Leur départ avait laissé place à beaucoup de questions, des questions sans réponses. Naissaient aussi des réponses sans questions. Tout devenait clair peu à peu. Je commençais à comprendre que le passé définit en vérité notre présent, j’y voyais plus clair. Tout n’était que farce alors. Ces sourires gentils qu’on m’offrait volontiers, cette amabilité des gens de ma communauté. Tout s’explique maintenant. Et ce surnom qu’on m’avait donné depuis mon tendre enfance : providence ! Oui, ils m’ont toujours appelé providence dans ce bled. J’étais le seul à ne pas savoir que j’étais l’agneau du sacrifice.
L’anse des lourdes chaines qui liaient mes pieds creusaient mes chevilles ; une plaie rougeâtre s’était créée tout autour. Autour de ma solitude pleine d’amertume rodait le spectre de la mort.

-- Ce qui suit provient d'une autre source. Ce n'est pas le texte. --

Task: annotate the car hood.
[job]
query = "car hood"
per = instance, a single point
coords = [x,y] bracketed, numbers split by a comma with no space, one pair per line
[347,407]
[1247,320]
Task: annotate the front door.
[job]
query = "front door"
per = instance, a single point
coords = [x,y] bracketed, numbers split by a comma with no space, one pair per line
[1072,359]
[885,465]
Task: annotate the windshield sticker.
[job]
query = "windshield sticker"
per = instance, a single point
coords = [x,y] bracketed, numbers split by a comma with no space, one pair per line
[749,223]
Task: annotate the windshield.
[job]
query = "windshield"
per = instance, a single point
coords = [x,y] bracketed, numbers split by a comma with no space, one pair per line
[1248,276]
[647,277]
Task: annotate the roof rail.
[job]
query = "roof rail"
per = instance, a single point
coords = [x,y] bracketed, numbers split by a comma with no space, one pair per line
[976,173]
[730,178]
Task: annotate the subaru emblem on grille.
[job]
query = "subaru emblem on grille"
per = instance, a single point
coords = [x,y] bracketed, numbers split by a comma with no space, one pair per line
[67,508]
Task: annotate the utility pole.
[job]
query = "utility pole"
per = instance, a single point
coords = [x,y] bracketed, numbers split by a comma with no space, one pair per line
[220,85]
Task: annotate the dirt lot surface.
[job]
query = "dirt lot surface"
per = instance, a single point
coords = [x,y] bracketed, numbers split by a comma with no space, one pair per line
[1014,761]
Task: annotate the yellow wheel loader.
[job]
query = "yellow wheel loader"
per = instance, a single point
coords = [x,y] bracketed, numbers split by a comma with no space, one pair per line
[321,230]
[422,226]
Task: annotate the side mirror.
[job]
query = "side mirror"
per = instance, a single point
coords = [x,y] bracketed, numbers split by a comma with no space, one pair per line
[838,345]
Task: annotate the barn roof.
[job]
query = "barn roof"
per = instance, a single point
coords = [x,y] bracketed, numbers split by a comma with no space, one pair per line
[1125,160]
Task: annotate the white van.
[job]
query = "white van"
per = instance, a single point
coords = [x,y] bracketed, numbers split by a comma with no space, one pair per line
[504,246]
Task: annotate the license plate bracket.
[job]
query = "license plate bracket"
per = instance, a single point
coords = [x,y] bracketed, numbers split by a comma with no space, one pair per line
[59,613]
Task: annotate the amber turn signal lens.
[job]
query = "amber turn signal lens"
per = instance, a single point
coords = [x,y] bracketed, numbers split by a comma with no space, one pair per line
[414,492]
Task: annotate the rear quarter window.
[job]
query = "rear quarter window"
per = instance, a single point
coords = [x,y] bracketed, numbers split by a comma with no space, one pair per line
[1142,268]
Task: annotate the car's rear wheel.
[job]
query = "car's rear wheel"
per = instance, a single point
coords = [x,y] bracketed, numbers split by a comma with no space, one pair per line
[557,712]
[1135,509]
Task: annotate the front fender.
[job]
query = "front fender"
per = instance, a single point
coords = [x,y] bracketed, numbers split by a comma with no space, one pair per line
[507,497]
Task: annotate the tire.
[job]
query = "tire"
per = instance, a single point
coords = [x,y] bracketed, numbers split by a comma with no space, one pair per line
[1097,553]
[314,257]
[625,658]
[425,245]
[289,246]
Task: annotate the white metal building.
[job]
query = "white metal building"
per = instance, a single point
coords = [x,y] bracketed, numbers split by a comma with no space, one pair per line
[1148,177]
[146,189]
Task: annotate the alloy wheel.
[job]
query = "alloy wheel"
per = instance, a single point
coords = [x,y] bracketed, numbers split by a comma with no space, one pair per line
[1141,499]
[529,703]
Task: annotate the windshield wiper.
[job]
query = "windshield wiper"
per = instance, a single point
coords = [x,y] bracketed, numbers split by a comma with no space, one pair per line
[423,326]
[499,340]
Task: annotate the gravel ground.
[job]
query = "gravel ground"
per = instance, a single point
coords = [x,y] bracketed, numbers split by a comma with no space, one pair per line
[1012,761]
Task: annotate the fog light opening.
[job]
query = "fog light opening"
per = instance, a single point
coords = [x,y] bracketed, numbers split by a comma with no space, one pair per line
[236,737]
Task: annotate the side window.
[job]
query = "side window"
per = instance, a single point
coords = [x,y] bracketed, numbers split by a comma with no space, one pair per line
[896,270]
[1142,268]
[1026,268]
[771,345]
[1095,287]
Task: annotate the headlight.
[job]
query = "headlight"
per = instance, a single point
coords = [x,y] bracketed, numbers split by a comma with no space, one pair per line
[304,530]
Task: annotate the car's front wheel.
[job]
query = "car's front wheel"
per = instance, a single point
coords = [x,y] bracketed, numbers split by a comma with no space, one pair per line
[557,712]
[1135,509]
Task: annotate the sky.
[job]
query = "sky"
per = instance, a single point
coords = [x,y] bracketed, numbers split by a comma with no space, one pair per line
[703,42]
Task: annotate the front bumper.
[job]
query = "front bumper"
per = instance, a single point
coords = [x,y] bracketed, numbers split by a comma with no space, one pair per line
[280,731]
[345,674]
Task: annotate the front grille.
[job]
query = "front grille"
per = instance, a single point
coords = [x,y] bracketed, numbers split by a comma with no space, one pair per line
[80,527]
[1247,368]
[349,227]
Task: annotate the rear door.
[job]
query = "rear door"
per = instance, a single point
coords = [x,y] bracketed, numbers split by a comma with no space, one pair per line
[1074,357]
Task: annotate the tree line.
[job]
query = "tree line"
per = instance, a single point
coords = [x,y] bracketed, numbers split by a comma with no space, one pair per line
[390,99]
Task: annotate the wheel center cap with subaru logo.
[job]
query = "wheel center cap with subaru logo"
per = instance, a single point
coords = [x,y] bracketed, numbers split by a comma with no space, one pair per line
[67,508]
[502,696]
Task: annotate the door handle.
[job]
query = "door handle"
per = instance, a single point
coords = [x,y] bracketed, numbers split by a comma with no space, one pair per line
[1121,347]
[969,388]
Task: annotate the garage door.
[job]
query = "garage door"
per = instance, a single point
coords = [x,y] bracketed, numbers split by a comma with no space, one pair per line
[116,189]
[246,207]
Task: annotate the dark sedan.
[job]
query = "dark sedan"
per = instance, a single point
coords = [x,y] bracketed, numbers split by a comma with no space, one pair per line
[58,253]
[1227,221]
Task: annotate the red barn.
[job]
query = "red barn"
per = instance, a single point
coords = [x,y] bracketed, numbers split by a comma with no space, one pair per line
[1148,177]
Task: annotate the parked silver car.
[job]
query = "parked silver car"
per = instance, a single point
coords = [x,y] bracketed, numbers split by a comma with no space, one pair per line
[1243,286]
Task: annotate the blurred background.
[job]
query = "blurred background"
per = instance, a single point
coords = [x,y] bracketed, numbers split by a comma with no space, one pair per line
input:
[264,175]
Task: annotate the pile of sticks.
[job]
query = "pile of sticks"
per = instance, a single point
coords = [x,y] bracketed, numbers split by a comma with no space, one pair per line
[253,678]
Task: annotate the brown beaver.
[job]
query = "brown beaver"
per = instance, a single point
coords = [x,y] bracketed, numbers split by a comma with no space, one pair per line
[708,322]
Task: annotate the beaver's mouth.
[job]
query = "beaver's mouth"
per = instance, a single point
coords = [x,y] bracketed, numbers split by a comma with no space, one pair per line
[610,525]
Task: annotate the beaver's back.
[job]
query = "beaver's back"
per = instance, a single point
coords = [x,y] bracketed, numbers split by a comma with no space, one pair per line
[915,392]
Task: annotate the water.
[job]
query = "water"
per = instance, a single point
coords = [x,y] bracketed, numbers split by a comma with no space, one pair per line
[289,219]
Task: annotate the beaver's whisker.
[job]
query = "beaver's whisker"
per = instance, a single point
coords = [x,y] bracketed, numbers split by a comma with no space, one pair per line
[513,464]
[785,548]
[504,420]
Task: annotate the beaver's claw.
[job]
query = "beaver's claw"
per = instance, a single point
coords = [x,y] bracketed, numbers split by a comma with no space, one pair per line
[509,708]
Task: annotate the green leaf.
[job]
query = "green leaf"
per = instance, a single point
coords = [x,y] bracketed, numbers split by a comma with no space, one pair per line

Le soleil se déclinait peu à peu quittant l’Est, je l’ai vu descendre lentement vers l’Ouest. C’est à croire qu’il ne supportait plus ce spectacle horrible qui se tenait sous son œil ardent. Oh qu’il est lâche ce témoin incapable d’assister à ma mise à mort ; il préfère s’en aller derrière les vagues, loin de cette vallée aride. Ardemment, il se tirait et le temps s’étirait vers ma mort prochaine. L’ombre s’installait, imposant le silence de toutes les créatures et petites bêtes. Au loin, j’entendais la voix des djinns déchirant le noir et le rythme effréné de leurs tambours tendus. D’une touffe d’herbes sauvages ils sortirent ; dansant en rond. Je ne vis rien, rien sinon une nuée poussiéreuse qui s’élevait à la cadence des tam-tams et des éclats de rire stridents qui rebondissaient sur mes tympans.

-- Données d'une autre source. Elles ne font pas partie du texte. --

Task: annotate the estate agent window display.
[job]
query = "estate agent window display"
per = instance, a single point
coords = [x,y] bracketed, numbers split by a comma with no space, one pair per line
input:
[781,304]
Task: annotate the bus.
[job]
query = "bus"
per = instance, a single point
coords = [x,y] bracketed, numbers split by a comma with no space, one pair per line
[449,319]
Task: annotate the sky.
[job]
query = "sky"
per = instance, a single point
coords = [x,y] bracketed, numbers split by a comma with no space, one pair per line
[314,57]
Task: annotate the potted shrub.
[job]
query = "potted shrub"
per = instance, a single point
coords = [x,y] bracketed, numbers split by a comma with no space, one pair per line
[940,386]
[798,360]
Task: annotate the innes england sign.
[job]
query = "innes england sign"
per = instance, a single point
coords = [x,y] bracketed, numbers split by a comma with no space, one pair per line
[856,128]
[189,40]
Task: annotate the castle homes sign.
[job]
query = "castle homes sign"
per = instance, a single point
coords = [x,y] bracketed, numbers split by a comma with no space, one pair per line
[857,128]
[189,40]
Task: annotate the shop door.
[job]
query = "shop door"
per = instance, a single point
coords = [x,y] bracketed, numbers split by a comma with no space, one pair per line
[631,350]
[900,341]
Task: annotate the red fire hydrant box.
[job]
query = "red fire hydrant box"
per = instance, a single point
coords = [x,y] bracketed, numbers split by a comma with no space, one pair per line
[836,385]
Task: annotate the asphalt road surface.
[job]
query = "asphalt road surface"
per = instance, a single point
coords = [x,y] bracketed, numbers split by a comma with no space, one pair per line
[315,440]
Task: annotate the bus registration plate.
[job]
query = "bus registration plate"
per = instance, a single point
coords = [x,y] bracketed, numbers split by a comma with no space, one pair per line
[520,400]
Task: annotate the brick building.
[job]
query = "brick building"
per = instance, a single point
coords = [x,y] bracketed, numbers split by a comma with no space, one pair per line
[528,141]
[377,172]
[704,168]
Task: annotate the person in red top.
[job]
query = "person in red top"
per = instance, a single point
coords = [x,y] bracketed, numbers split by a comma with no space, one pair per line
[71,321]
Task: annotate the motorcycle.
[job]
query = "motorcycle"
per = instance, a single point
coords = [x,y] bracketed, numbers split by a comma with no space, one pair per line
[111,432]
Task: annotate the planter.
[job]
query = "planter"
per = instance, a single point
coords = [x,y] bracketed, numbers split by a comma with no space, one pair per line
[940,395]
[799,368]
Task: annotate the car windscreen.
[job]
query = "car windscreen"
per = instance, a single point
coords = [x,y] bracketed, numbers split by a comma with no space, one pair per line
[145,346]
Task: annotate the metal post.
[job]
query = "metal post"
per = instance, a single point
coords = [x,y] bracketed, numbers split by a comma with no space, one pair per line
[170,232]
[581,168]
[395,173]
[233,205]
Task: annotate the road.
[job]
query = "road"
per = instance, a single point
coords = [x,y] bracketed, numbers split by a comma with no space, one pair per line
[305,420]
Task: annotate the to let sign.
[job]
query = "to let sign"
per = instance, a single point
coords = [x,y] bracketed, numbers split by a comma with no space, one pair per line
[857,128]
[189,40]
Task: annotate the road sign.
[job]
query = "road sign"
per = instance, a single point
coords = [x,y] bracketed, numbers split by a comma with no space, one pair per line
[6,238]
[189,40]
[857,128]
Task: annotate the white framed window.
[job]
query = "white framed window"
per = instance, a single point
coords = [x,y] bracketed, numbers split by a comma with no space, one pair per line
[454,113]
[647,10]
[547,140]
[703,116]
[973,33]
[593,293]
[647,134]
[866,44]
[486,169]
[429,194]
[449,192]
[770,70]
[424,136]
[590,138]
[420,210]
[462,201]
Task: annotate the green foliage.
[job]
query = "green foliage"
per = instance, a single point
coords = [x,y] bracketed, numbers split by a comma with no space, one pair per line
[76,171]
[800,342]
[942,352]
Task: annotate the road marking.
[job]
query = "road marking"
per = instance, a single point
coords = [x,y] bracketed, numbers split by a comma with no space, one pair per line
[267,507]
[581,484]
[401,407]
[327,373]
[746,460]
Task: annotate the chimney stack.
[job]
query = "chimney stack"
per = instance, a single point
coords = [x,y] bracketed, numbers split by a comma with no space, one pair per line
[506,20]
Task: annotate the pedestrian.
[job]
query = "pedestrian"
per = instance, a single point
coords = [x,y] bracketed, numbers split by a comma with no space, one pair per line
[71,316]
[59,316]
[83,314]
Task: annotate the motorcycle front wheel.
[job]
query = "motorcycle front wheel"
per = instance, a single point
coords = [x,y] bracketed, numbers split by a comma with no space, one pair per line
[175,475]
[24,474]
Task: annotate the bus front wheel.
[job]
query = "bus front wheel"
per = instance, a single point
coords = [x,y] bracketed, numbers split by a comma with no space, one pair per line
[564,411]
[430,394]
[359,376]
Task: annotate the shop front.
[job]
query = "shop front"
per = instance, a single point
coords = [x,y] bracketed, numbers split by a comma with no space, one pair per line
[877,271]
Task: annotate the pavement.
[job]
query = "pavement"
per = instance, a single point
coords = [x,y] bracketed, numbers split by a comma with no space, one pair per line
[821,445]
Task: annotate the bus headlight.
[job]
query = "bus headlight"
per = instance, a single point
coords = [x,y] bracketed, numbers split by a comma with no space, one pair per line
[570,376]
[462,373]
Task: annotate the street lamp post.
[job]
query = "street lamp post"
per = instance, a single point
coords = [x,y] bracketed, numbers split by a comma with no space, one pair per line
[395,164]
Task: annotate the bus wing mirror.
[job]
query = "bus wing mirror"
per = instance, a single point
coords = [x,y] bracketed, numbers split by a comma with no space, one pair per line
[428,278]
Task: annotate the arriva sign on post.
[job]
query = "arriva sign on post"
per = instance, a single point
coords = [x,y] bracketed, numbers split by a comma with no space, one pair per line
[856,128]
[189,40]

Je fermais mes yeux implorant tous les dieux de l’univers qu’ils m’accordent protection contre ces choses. Rien n’y fit. Ils étaient à présent dans ma tête ; tête que je cognais nerveusement sur le bout du piquet sur lequel on m’avait vulgairement attaché. Du sang coulait, le rythme des tambours s’élevaient et de plus belle je me cognais. A chaque coup sur ce point saillant, je ressentais les délices d’une délivrance toute proche hélas qui tardait à venir.
L’aube était là ; las j’étais. De mes yeux fatigués je scrutais l’arrivée de cette meute d’hyènes assoiffées de mon sang providentiel dont j’avais déjà versé des litres sur ce sol qui avait terriblement soif. Le coq choriste effronté annonça l’instant fatidique. Le tambour retentit ; ils sortirent de tous les côtés de la vallée. En rangs de treize, ils déclamaient des mélopées dont je ne parvenais pas à saisir le sens, tout ce que sais c’est que j’avais profondément peur. Corps orienté vers l’Ouest, pieds nerveusement tenus par mes bourreaux, le vieux monstre avait sorti de son fourreau sa grosse dague ; dague des grands jours de réjouissance. Je sentais alors l’odeur de la lame violer mes narines. Il débita ces mots : « par la lame des valeureux ancêtres de cette cité jadis florissante, je vais ravir cette vie pour que la providence revienne sur nos terres. Que son sang inonde ce terreau et que son corps nourrisse nos espoirs. Qu’il en soit ainsi ! » terminant sa phrase je vis son bras gauche sur ma gorge. Je fermais les yeux ; cet instant sembla durer une décennie. Ma vie défilait à toute allure, un seul regret me tenaillait : j’allais mourir si jeune des rêves pleins la tête. Une larme ultime ruissela sur ma joue. Le cœur lourd j’eu le temps de me remémorer les mots de mon père : « Mbissane ! Un homme ne pleure pas. A défaut il doit le faire en cachette et dignement ». Faire face, toute mon existence se résumait en vérité à ce concept. Ma mort était chose certaine jusqu’au moment où je senti une claque et des mots providentiels : «  Mbissane réveille-toi il est presque l’heure d’aller à l’école". Mon sursaut fut brutal ; tout ceci n’était qu’un cauchemar fruit de mon imagination.